Billingsley, Chad (P) 02/10 Spring Training Possibly late May Recovery from April 2013 Tommy John surgery Throwing off mound as of Feb. 8 update.
Elbert, Scott (P) 02/10 60-day DL Possibly June Recovery from June 2013 Tommy John surgery Placed on 60-day DL on Feb. 8.
Kemp, Matt (CF) 02/21 Spring Training Possibly April Recovery from October 2013 left ankle surgery As of Feb. 21 update, not expected to make club’s season-opening trip to Australia.

 

One last word of advice to the training staff: please get Hanley Ramirez fitted for his bubble wrap suit!

Tags: Los Angeles Dodgers Ross Stripling

  • Kristen Spencer

    It is not so much about who is to blame here, but how to solve the problem. It is not unique to the Dodgers that players tend to hide the early signs of injury, and spotting them from the naked eye is often easier said than done. The solution to this part of the problem is to teach the players not to be fearful of these early signs. If these signs (aka soreness, cramping, tightness) are respected by the players as an early indication that some flaw exists, and can even be corrected, they might fess up to the appropriate staff more immediately. Cramping and tightness, is, in actuality, an overactive muscle (a muscle over-stimulated by neural input) or a muscle that is firing improperly because it is chronically in an elongated position (aka, inefficient). The muscle just needs to be re-educated and the proper muscles for the task must become more active (or receive more input from the brain). Or, the muscle just needs to be repositioned into a proper, efficient, starting position. If this process is corrected at the first signs, the actual damage (“strain”) can be prevented. It’s nothing to hide, folks. Stop being afraid!

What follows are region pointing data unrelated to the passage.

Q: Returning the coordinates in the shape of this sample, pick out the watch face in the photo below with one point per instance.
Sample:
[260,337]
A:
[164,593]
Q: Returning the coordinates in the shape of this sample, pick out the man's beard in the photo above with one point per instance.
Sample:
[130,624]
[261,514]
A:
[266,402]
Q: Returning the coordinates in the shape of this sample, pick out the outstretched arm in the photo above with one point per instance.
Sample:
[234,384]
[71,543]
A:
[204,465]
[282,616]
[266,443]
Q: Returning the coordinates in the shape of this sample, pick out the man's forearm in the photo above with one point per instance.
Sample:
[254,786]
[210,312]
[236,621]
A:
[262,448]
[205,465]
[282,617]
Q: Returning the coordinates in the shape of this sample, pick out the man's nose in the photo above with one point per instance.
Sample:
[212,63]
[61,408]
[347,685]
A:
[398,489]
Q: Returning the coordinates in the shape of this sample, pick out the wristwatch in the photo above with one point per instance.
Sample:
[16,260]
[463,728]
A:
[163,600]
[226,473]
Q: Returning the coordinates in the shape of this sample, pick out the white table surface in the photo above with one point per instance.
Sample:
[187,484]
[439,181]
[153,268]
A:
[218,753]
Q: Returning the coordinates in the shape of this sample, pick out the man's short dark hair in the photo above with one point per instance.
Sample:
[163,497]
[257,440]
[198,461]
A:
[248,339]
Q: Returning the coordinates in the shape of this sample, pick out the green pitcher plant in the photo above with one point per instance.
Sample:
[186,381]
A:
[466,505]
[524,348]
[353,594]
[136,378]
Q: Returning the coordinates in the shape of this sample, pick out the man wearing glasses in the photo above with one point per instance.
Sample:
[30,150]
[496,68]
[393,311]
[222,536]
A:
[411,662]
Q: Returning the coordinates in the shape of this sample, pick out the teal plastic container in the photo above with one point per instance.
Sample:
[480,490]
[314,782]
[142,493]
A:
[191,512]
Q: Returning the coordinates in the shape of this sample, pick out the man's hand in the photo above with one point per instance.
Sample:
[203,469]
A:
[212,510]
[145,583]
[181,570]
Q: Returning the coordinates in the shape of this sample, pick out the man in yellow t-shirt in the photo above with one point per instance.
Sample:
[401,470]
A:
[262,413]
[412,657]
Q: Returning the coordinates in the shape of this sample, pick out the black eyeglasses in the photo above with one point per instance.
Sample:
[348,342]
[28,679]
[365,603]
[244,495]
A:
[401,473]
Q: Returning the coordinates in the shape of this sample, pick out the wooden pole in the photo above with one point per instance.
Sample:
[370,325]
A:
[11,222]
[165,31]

    I do agree that there is an overall misconception of what an appropriate warm up is, across the board. I also couldn’t agree more that greater emphasis could be placed on screening for injury risk BEFORE they occur. Most non-traumatic injuries occur as the body (and brain) attempt to overcome asymmetry Though difficult to the untrained eye to see some indicators of injury risk, there are specific tests that can be done to determine the symmetry of an athlete, both structurally and functionally (neuromuscularly). Better still, these asymmetries are fixable! Imagine if there was a system in place that had each player evaluated (and corrected) prior to Spring Training, and periodically throughout the year, REGARDLESS of any actual symptoms. As a Postural Restoration Certified therapist, I have successfully utilized such a system with both amateur and professional athletes. Not only do injuries remain minimal with these athletes, but performance parameters have also increased. Work smarter, not harder.

    • LasordasLair

      Anyway you could get a job with the Dodger training staff? You seem to know what you’re talking about.

      • Kristen Spencer

        Thanks! I’m not sure about the Training Staff, but I could certainly be utilized as an Injury Prevention Specialist. I don’t know if any other teams have anything like that in place, but it sure makes sense!

        • LasordasLair

          Yeah, I mean Stacie, myself and the rest of the staff here are obviously not doctors, or trainers. We know nothing about that stuff. But it’s frustrating to see all of these injuries constantly popping up. The Dodgers have had more injuries than most teams over the last few seasons, 2012 and 2013 have been the worst with that. There has to be something the medical and training staff are not doing, or doing wrong. Maybe you could lend your expertise?

          • Kristen Spencer

            I can definitely relate to your frustration. As a Dodger fan and medical professional who works with athletes (to include other MLB players) every day, it is extremely frustrating to sit and watch all the injuries add up when you honestly feel you can help… and do help others with the same injuries and tendencies toward injuries successfully. I feel strongly that adding a PRI certified professional to the medical team as an injury prevention consultant is a start in the right direction. I am more than willing to help in any way I can, and to talk to anyone who will listen!

          • Stacie Wheeler

            Thanks for your insightful comments, Kristen. Injury prevention should definitely be an aspect for the Dodgers to improve upon and invest time and money into.